Mr Price is a decent share, and yes you do need to put down around R5K per trade to make it work, and even then, it should be a long term (5+) years before thinking about selling.

It it worth it. hell yeah, but only for the long term ie retirement.

----------


## Pap_sak

Some great info there jjdewet - and satrix is a great way for guys to get into the market with minimum fees, as compared to unit trusts - even though maybe as not as focused - the savings on fees should make that up in most cases.

I do not agree with your 20K, and 100k minimum amounts though. I think as long as your trade is around R5K and you investing for the long term (10 years and longer) you are fine. I DO agree if it's a year or less though. But, as you say, it's whether you are speculating or investing.

----------


## jjdewet

Thats true. When investing, you can start with basically nothing...but fees will eat a lot of capital. When you want to be a cowboy and trade derivatives, you will need a lot of cash, and have a 95% to blow it...

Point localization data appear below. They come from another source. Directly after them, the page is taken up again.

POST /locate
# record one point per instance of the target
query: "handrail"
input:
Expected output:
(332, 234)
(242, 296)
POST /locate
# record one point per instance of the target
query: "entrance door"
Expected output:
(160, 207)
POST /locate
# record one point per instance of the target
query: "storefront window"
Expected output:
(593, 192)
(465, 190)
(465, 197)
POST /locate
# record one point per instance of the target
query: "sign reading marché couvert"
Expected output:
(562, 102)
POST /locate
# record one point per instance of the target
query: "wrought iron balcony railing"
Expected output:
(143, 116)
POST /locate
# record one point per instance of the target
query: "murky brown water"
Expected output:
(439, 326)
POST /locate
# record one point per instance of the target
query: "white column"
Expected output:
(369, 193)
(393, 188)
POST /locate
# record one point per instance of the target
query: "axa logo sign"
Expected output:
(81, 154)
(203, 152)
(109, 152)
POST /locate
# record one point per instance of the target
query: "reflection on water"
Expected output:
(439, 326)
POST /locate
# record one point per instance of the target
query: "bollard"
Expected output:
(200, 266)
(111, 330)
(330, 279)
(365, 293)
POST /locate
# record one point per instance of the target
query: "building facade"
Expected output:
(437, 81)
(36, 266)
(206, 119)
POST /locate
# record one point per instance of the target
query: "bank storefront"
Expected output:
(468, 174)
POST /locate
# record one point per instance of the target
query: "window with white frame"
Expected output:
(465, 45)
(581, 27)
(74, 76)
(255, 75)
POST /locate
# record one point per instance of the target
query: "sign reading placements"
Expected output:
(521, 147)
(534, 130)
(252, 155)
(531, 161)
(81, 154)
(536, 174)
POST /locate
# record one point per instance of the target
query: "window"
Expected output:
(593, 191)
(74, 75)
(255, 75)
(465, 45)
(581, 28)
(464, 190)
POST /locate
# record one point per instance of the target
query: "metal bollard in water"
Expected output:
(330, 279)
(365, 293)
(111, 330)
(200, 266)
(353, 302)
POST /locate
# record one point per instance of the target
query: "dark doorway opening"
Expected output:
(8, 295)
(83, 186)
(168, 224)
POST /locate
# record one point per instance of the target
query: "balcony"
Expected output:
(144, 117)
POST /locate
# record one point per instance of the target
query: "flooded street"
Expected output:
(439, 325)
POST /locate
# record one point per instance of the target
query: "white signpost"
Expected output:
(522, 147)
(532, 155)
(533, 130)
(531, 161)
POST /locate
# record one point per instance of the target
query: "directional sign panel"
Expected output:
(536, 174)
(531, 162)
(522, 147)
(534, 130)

> Some great info there jjdewet - and satrix is a great way for guys to get into the market with minimum fees, as compared to unit trusts - even though maybe as not as focused - the savings on fees should make that up in most cases.
> 
> I do not agree with your 20K, and 100k minimum amounts though. I think as long as your trade is around R5K and you investing for the long term (10 years and longer) you are fine. I DO agree if it's a year or less though. But, as you say, it's whether you are speculating or investing.

----------


## Faan

Up to about two years ago there was someone in the Free State who would watch the markets and then advise you when to buy and at what price and sell as well. He said that you could start with as little as R2000 and then buy a particular share on his recommendation and put it back into the market at the original price plus 10%.  The 10% would cover all costs and give you a profit of 6%.  If this is repeated 90 times R2000 could become R1m.  He stopped doing this when the market became too volatile and he did not want to put other people at risk with his recommendations. 

I have no doubt that over the long term the stock market would give a better yield than what any of the banks could give.  Over the short term the whole thing becomes much more riskier and you have to have a good heart to invest / play on the stock exchange.  It is easy to start the morning with a nice profit and within a half hour have a loss. 

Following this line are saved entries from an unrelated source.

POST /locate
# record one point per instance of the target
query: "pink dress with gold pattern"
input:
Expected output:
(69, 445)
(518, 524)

Someone who operates a business at www.world-focus.co.za has a system (program) they sell and you would become an investing member and they would then either email or sms early morning what you have to buy and at the same time tell what you have to sell. (I would appreciate some comments on this)

My own feeling is that unless you have someone who knows the markets very well and can interpret all the relevant graphs you have to make very sure that you have enough knowledge yourself to do short term investments.

----------